Personally, I can’t imagine explaining world affairs without karma. Everything in the world arises as a result of a set of causes and conditions and from everything that happens or comes into being, new causes and conditions arise.
Karma is the principle of actions and consequences. From a Buddhist perspective, karma refers specifically to human intention and the action accompanying that intention.
The Buddhist theory of karma assumes that:
- Human beings have agency;
- Human beings act by exercising their will;
- The actions of human beings have consequences for them.
In Buddhism, human will is subject to many physical, mental, emotional and environmental influences. Political entities are even more complex. The nation-state, for example, is made up of territory, population, government and international recognition as such.
It’s government, however, that ultimately influences what the state is and what it does.

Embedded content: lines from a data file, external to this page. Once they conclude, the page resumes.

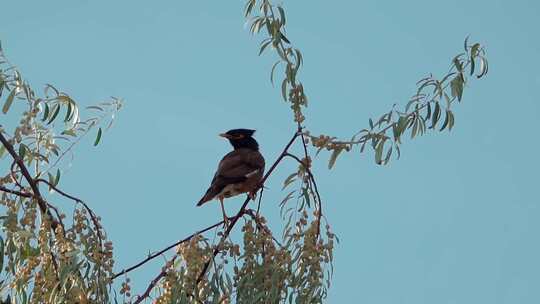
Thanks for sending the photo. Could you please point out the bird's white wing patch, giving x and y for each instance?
(250, 174)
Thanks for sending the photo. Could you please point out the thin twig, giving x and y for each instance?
(232, 223)
(261, 226)
(312, 179)
(154, 255)
(24, 171)
(88, 209)
(18, 193)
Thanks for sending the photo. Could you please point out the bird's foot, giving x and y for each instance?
(225, 223)
(252, 195)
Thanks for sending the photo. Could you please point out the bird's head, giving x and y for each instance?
(241, 138)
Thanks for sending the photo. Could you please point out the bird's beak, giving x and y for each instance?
(225, 135)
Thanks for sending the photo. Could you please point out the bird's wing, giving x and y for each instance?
(236, 167)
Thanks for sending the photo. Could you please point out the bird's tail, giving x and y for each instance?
(202, 201)
(206, 198)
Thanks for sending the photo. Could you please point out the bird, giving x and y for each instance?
(239, 171)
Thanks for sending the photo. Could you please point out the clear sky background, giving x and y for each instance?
(455, 220)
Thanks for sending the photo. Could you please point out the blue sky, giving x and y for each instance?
(455, 220)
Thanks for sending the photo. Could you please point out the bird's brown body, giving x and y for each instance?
(240, 171)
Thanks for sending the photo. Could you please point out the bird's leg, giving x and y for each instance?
(252, 194)
(225, 217)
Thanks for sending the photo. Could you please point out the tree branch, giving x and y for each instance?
(312, 179)
(232, 223)
(37, 195)
(154, 255)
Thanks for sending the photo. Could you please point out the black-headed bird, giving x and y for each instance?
(240, 171)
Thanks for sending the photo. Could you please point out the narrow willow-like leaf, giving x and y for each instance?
(22, 150)
(289, 180)
(9, 101)
(56, 110)
(333, 157)
(98, 137)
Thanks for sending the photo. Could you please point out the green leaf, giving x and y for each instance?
(450, 120)
(333, 157)
(56, 110)
(98, 137)
(388, 154)
(436, 115)
(57, 178)
(282, 15)
(445, 123)
(68, 112)
(289, 180)
(22, 150)
(272, 72)
(70, 132)
(1, 253)
(456, 86)
(378, 151)
(264, 45)
(428, 114)
(9, 101)
(45, 112)
(284, 89)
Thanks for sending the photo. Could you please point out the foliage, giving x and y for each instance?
(49, 257)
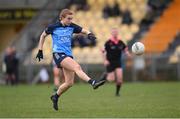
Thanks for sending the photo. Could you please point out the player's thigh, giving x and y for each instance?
(119, 74)
(68, 76)
(56, 71)
(110, 76)
(70, 64)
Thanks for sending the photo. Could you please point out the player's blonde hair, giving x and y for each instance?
(64, 13)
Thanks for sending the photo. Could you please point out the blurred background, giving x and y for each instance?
(152, 22)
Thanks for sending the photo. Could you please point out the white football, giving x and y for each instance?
(138, 48)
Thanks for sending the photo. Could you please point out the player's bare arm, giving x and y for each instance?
(39, 56)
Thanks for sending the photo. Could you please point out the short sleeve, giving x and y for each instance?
(77, 28)
(49, 29)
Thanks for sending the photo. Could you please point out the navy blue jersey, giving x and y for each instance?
(62, 36)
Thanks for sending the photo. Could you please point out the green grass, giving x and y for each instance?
(158, 99)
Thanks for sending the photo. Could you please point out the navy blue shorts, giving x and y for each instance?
(59, 57)
(112, 66)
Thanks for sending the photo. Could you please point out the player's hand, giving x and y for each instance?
(39, 55)
(91, 36)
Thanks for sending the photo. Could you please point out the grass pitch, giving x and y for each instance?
(157, 99)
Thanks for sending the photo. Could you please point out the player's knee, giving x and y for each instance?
(119, 82)
(77, 68)
(70, 83)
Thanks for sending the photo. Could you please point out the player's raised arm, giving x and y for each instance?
(40, 46)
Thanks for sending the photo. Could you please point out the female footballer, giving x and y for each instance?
(62, 32)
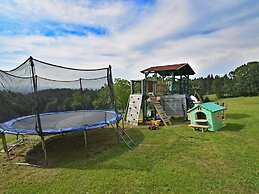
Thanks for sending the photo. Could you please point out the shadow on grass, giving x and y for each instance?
(233, 127)
(69, 151)
(237, 116)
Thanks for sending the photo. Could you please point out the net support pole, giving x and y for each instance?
(43, 144)
(112, 96)
(38, 127)
(36, 102)
(2, 135)
(85, 137)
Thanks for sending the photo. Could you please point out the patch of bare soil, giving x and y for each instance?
(64, 147)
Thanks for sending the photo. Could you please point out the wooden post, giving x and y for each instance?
(2, 135)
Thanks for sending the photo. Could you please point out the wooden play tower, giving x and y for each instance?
(164, 88)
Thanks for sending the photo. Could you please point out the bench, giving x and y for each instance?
(202, 127)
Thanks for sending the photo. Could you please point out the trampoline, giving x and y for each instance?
(44, 91)
(62, 122)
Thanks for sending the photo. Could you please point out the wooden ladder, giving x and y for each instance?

What government doesn’t affect its own people through its laws and policies? What countries don’t affect others through their choices in foreign policy?
Everything that becomes, or changes must do so owing to some cause;
for nothing can come to be without a cause (Plato).
Karma also explains how the actions of nation-states affect both themselves and the world. The events of 9-11 and the policies of the Bush Administration squashed civil rights at home and devastated Iraq and Afghanistan. The rise of Donald Trump resulted from many conditions, including a severe recession, widening economic disparities, and the American electoral system.
But karma isn’t just something that happens to nations; it’s something that nations create. Getting the causes “right” moreover, produces the right effects. Economic growth and development in China, for example, came through a well-planned economic policy and strategy.
The state can produce good karma, that is it can act morally and produce positive consequences, e.g. prosperity, peace and stability at home and elsewhere. In Buddhism, this comes through the state following its dharma, that is in fulfilling its moral purpose of relieving people of distress and enabling their well-being.